Cher ami,
Déjà, je commence mal car tu ne m’es ni cher, ni ami.
Alors qu’es tu ? Il y a dix ans j’aurai dis un cancrelat, une vermine, un scorpion que j’aurai écrasé sous mon pied avec plaisir, avec hargne, avec rage ; mais aujourd’hui, aujourd’hui alors que j’arrive au but? …je ne sais pas, je ne sais plus… peut être es tu ma douleur sourde, lancinante ou plutôt l’obsession de ma douleur car j’ai tellement peur de rouvrir cette plaie au demeurant toujours mal refermer ?
Pourtant je ne veux pas, je ne peux pas te laisser mourir idiot… et ce n’est vraiment pas une façon de parler !
Résumons nous, tu es, toi, citoyen français, quelque part aux USA, dans un pénitencier, au fond et à droite du couloir de la mort. Demain matin, on va te tirer de la cellule éclairée jour et nuit pour t’asseoir sur la chaise électrique. Heureusement l’Etat où tu te trouves n’a pas encore aboli la peine de mort. Tu n’as aucun sursit à espérer. J’ai payé qui il faut pour que, quoiqu’il se passe, le fonctionnaire appuie sur le bouton à 6 heures précises
Tu te demandes qui je suis ? Un fou ? Un sadique ? Oui sûrement, je suis tout cela mais j’ai une excuse ; si je suis un fou et un sadique, c’est à cause de toi.
Donc tu es toi, assis dans ta cellule à lire une lettre à laquelle tu ne comprends rien, une sueur d’angoisse au front car tu sais maintenant que demain matin tu va mourir d’une mort pénible ; mort à laquelle tu as été condamné voila bientôt cinq ans pour un meurtre dont tu te dis innocent…et là, vois tu, là, c’est le seul point sur lequel je suis d’accord avec toi. Tu n’es pas coupable du meurtre dont on t’accuse. Tu n’as pas tué cette jeune femme dans la chambre de ce motel où on t’a retrouvé, un matin, à ses cotés, ivre mort et couvert de son sang.

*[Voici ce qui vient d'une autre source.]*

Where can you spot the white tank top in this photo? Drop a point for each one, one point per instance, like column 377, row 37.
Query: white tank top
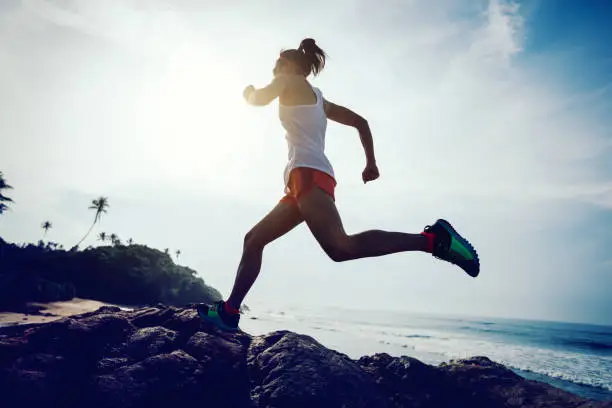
column 305, row 127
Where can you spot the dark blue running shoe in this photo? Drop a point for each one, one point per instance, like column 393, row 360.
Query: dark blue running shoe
column 451, row 247
column 217, row 315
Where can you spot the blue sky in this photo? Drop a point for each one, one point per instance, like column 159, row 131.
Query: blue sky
column 492, row 114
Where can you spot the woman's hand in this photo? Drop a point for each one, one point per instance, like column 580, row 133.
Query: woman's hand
column 370, row 173
column 248, row 91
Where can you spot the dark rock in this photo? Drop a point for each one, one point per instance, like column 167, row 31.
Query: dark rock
column 160, row 356
column 291, row 370
column 150, row 341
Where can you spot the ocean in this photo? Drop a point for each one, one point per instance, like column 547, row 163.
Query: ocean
column 570, row 356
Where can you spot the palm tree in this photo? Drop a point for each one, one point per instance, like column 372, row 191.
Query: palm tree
column 100, row 205
column 3, row 198
column 47, row 225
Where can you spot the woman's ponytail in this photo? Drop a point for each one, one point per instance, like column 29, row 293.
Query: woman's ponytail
column 314, row 57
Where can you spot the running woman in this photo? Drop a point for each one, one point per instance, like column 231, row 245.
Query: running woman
column 310, row 182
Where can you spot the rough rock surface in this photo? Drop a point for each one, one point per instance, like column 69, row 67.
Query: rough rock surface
column 165, row 356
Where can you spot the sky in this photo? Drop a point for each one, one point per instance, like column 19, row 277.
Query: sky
column 491, row 114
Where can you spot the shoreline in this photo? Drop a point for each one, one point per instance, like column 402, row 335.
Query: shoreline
column 50, row 311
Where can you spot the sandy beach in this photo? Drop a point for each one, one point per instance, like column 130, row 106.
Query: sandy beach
column 51, row 311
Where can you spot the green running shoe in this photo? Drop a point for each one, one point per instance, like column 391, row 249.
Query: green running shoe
column 217, row 315
column 452, row 247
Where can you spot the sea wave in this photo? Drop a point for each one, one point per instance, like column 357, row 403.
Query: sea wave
column 576, row 379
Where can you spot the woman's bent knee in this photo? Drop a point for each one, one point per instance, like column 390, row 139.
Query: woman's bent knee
column 338, row 253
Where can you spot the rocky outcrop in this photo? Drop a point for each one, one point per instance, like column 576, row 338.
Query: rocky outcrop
column 165, row 356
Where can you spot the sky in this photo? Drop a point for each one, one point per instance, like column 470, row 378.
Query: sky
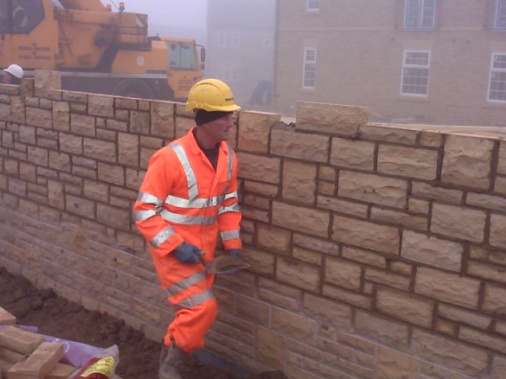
column 175, row 13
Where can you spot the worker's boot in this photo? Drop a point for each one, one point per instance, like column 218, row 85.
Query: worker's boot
column 172, row 359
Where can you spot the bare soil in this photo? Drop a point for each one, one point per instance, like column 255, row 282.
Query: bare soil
column 58, row 317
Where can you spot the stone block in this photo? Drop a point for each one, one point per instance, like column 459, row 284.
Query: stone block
column 447, row 287
column 18, row 340
column 393, row 364
column 330, row 118
column 372, row 188
column 298, row 274
column 458, row 222
column 388, row 133
column 405, row 306
column 301, row 219
column 255, row 129
column 352, row 154
column 467, row 161
column 407, row 162
column 271, row 348
column 261, row 168
column 6, row 318
column 299, row 182
column 287, row 142
column 366, row 234
column 343, row 273
column 432, row 251
column 450, row 353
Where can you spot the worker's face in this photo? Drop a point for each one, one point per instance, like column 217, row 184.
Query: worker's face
column 7, row 78
column 220, row 129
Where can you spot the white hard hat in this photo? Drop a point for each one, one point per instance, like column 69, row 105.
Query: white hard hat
column 15, row 70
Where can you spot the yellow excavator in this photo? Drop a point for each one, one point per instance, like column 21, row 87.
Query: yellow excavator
column 97, row 49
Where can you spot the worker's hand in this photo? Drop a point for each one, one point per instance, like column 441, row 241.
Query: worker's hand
column 188, row 253
column 236, row 253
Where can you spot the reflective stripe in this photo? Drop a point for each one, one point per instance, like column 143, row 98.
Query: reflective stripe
column 195, row 203
column 186, row 283
column 149, row 199
column 232, row 208
column 230, row 235
column 193, row 190
column 230, row 160
column 161, row 237
column 231, row 195
column 187, row 220
column 144, row 215
column 196, row 299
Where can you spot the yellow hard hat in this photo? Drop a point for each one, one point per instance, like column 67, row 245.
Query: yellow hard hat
column 211, row 95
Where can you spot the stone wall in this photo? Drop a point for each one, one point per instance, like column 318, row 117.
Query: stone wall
column 378, row 251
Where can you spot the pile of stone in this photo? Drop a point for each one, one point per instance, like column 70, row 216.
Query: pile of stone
column 26, row 355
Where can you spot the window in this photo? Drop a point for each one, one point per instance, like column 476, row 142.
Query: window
column 228, row 39
column 309, row 70
column 497, row 82
column 182, row 56
column 419, row 14
column 500, row 21
column 313, row 5
column 415, row 73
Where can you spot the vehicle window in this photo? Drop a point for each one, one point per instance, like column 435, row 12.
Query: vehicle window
column 4, row 16
column 26, row 15
column 182, row 56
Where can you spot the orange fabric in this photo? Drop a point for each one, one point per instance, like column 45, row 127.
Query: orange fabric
column 166, row 176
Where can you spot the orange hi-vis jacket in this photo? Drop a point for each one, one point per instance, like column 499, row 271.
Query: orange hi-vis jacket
column 182, row 198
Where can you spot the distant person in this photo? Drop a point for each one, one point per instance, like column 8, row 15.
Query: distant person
column 187, row 200
column 13, row 74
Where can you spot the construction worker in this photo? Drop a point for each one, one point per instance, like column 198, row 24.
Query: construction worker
column 187, row 198
column 13, row 74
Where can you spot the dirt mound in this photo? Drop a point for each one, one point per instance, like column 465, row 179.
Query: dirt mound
column 61, row 318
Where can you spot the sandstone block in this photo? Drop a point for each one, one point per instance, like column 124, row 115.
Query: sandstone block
column 342, row 206
column 388, row 133
column 162, row 119
column 408, row 162
column 372, row 188
column 271, row 348
column 432, row 250
column 299, row 182
column 259, row 168
column 6, row 318
column 298, row 274
column 301, row 219
column 366, row 234
column 19, row 340
column 393, row 364
column 286, row 142
column 449, row 352
column 405, row 306
column 466, row 161
column 458, row 222
column 40, row 363
column 380, row 329
column 495, row 299
column 330, row 118
column 292, row 324
column 255, row 128
column 343, row 273
column 352, row 154
column 451, row 288
column 427, row 191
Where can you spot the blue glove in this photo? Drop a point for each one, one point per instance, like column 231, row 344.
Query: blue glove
column 188, row 253
column 236, row 253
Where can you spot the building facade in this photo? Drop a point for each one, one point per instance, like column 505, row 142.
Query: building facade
column 416, row 61
column 240, row 48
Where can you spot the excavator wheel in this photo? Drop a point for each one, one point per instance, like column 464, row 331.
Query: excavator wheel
column 133, row 88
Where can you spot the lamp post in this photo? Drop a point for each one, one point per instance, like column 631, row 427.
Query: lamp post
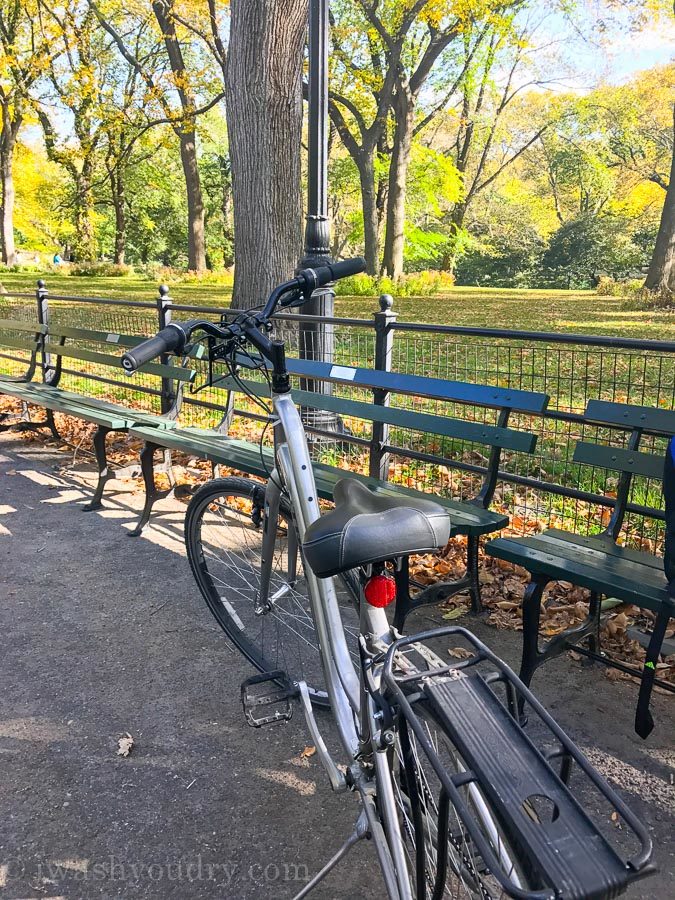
column 317, row 338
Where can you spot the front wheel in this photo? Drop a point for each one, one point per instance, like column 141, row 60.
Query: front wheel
column 224, row 529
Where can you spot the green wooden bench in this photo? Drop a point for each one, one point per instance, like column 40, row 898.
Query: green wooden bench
column 83, row 359
column 599, row 562
column 472, row 518
column 20, row 342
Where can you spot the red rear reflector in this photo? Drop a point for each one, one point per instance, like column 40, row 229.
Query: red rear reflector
column 380, row 590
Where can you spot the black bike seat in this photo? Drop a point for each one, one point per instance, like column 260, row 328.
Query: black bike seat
column 366, row 527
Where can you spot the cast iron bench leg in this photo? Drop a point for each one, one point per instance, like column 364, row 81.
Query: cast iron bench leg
column 472, row 545
column 104, row 474
column 532, row 657
column 151, row 492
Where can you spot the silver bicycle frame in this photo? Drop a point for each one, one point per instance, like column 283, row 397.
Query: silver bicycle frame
column 350, row 704
column 342, row 680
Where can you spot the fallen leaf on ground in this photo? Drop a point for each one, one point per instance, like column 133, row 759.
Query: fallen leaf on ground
column 124, row 745
column 455, row 613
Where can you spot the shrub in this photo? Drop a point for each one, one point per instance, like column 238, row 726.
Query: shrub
column 661, row 299
column 609, row 287
column 100, row 269
column 416, row 284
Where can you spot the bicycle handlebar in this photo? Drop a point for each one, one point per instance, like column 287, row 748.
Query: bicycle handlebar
column 169, row 339
column 175, row 336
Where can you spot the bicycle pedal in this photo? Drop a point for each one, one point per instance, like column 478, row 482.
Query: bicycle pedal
column 269, row 689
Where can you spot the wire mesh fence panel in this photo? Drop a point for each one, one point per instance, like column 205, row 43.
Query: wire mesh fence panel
column 571, row 375
column 544, row 488
column 105, row 380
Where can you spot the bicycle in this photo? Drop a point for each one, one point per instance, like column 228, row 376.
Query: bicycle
column 457, row 797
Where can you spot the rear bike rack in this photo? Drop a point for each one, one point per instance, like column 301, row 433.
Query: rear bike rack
column 564, row 852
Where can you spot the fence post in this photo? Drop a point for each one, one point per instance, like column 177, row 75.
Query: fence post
column 42, row 297
column 164, row 317
column 384, row 343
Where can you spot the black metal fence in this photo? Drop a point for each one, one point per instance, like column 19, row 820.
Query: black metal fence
column 546, row 487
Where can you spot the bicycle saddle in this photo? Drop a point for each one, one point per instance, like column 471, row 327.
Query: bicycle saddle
column 366, row 527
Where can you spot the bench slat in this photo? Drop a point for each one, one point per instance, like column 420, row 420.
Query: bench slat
column 465, row 518
column 595, row 553
column 632, row 585
column 18, row 343
column 78, row 405
column 16, row 325
column 647, row 417
column 178, row 373
column 491, row 435
column 619, row 459
column 437, row 388
column 612, row 549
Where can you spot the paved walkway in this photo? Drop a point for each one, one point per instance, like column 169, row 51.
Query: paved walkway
column 104, row 635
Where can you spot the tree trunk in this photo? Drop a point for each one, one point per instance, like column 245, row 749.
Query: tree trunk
column 449, row 260
column 371, row 237
column 264, row 118
column 661, row 274
column 118, row 197
column 7, row 145
column 226, row 209
column 394, row 242
column 193, row 187
column 84, row 243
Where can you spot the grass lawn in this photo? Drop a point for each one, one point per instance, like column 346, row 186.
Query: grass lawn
column 581, row 312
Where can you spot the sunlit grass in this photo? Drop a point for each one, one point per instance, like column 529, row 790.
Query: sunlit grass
column 533, row 310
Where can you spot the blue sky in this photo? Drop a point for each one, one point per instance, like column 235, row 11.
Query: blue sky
column 611, row 53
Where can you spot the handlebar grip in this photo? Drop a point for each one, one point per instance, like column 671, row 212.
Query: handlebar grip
column 347, row 267
column 335, row 271
column 322, row 275
column 167, row 340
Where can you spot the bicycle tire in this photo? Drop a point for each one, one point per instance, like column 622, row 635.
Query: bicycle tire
column 279, row 639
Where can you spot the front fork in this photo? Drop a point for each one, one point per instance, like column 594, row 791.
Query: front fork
column 270, row 522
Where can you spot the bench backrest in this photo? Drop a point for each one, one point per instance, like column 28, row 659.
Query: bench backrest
column 628, row 460
column 87, row 361
column 497, row 437
column 19, row 345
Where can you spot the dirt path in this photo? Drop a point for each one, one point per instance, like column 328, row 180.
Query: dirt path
column 104, row 635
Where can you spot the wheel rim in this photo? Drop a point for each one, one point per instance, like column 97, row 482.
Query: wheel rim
column 225, row 550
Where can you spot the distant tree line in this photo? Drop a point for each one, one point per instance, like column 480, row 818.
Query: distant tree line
column 170, row 131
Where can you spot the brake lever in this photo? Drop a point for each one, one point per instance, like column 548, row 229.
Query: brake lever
column 296, row 299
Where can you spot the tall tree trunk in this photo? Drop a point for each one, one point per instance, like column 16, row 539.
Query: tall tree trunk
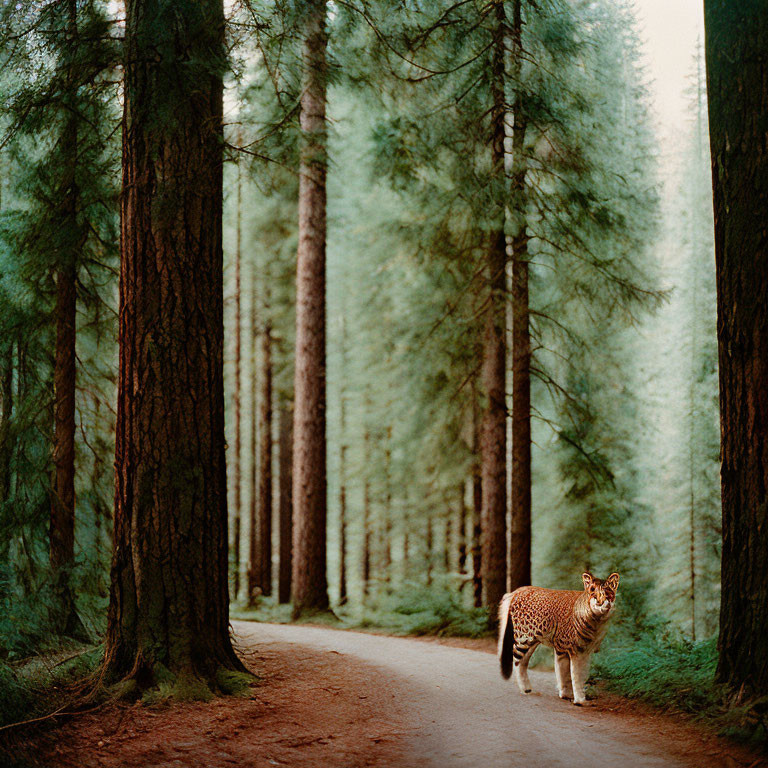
column 238, row 495
column 252, row 576
column 429, row 546
column 448, row 535
column 169, row 597
column 736, row 41
column 493, row 442
column 343, row 596
column 62, row 522
column 310, row 584
column 285, row 482
column 520, row 538
column 265, row 464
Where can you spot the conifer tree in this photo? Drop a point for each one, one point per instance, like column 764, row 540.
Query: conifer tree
column 169, row 597
column 736, row 36
column 60, row 232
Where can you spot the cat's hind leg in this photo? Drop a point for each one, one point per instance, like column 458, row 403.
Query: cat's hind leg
column 522, row 654
column 579, row 674
column 563, row 675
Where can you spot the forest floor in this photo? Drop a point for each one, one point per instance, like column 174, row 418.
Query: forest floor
column 330, row 698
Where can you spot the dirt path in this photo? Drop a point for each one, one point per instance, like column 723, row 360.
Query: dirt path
column 460, row 713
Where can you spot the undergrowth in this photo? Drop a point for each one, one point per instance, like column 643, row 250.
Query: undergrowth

Non, de ce meurtre là, tu n’es pas coupable puisqu’elle était déjà morte ou presque, quand on l’a fourré dans ton lit, deux heures avant que les flics n’arrivent.
Mais tu es coupable d’un autre meurtre pour lequel il y a quinze ans tu n’as pas été condamné.
Te rappelle tu cette petite route de campagne, à l’est de Paris ? Tu roulais à combien… 150… 160… dans ta petite voiture de sport quand tu l’a percuté? Elle n’est pas morte tout de suite. D’après le légiste, cela a prit toute la nuit dans ce fossé ou, au matin, on l’a retrouvé. Tu ne t’es pas arrêté, tu n’as prévenue personne et tu es rentré chez toi, peureusement, lâchement…
Les gendarmes sont venus t’arrêter trois jours après ; papa est intervenu. On t’a libéré le lendemain et six mois après tu es passé devant un tribunal qui t’a condamné à deux mois avec sursis et à quelques billets d’amendes… et tout le monde, toi compris, est reparti à ses occupations en oubliant bien vite l’incident de cette petite. Tout le monde sauf moi.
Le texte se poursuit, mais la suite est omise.